Ceramist Jami Porter Lara began sculpting the shapes in clay when a trip to the borderlands between Arizona and Mexico changed her life.
After careers in both software design and consumer advocacy, Lara decided to study art at the University of New Mexico at 40. She traveled to northern Mexico and the Coronado National Forest of southern Arizona under UNM’s Art of the American West program to ponder site-specific work.
“We were camped literally a half-mile from the (Mexican) border,” she said. “We were in an area where people were actually passing through.

“It was beautiful. It was mountainous, and there were these giant oak trees and waist-high grasses. I spent a lot time walking around.”
As she hiked the high desert, she discovered artifacts and relics including potsherds, as well as discarded backpacks.
“The main thing I found was 2-liter bottles,” she said. “Sometimes, they were in burlap slings.”
Next the students crossed into Mata Ortiz, Chihuahua, where they watched as the potters demonstrated making their famous coiled pieces. The Mata Ortiz pottery was inspired by the artifacts of Casas Grandes and Mimbres designs.
One of the artists displayed a map of North America without national boundaries.
“It was this moment when I thought this is an area of thousands of years of cultural continuity,” Lara said. “The plastic bottle is basically the same as the pottery sherds; it’s a cultural artifact.”

When she returned home, she began experimenting with clay vessels, using the soda bottle as a template.
“I actually created a Border Patrol truck patrolling around the center,” she said. “I made a spiral shape for the Chaco Canyon going around it.
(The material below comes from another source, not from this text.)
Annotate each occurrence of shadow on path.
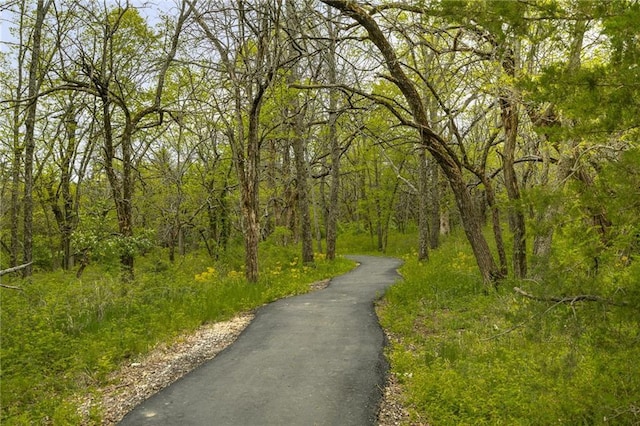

That was the moment when I realized I was creating a contemporary artifact.”
Today Lara pit-fires clay she gathers off the Magdalena Highway south of Socorro. She uses the coil method familiar to any fan of pueblo pottery. A reduction firing blocks the oxygen, turning the surface black. Lara refined her technique after studying with UNM pueblo pottery teacher Clarence Cruz,creating a mold for the lobed base of the bottle.

The artist burnishes her pieces to a glassy finish with a polishing stone. Although it once took her two days to shine a 20-inch piece into gloss, she has since learned to do it in “three-quarters of a day” while she listens to music.
“One time I burnished on a car trip all the way to Big Bend,” she said.
“What I really like about this process is that people are really drawn to the surface,” she said.
“There is a statement here about the border. It’s about connecting myself with the long lineage of people who have passed through. It’s also a statement about the permeability of all borders.”

The plastic soda bottle is the most iconic vessel of our time, she said.
“Even in the plastic bottle we can see something evolved from nature that breaks down in the environment and that breaks down in our bodies and is changing us as a species. Everything we make is a microcosm of our values. So it’s very interesting to me to confront the plastic bottle, which we think is profane.”
She acknowledged the irony of creating objects in a world with too many of them.
“It’s something I’m constantly grappling with,” Lara said. “It’s not a recycling awareness campaign. My focus on this is not that plastic is bad.”
Her work appeared on the Albuquerque Museum’s 2015 open studio tour, curator Andrew Connors said.”The first time we showed her work in the museum, she was selected by the public as an artist they wanted to see more of,” he said.
“I love the fact that she uses the most old-fashioned handmade pottery tradition and yet she creates objects that look absolutely high-tech,” he continued. “They look like they’re made of glass or plastic. Her finish is exquisite.”
Lara’s work is on exhibition at Peters Projects in Santa Fe through Nov. 4. She recently completed a show at the National Museum of Women in the Arts in Washington, D.C.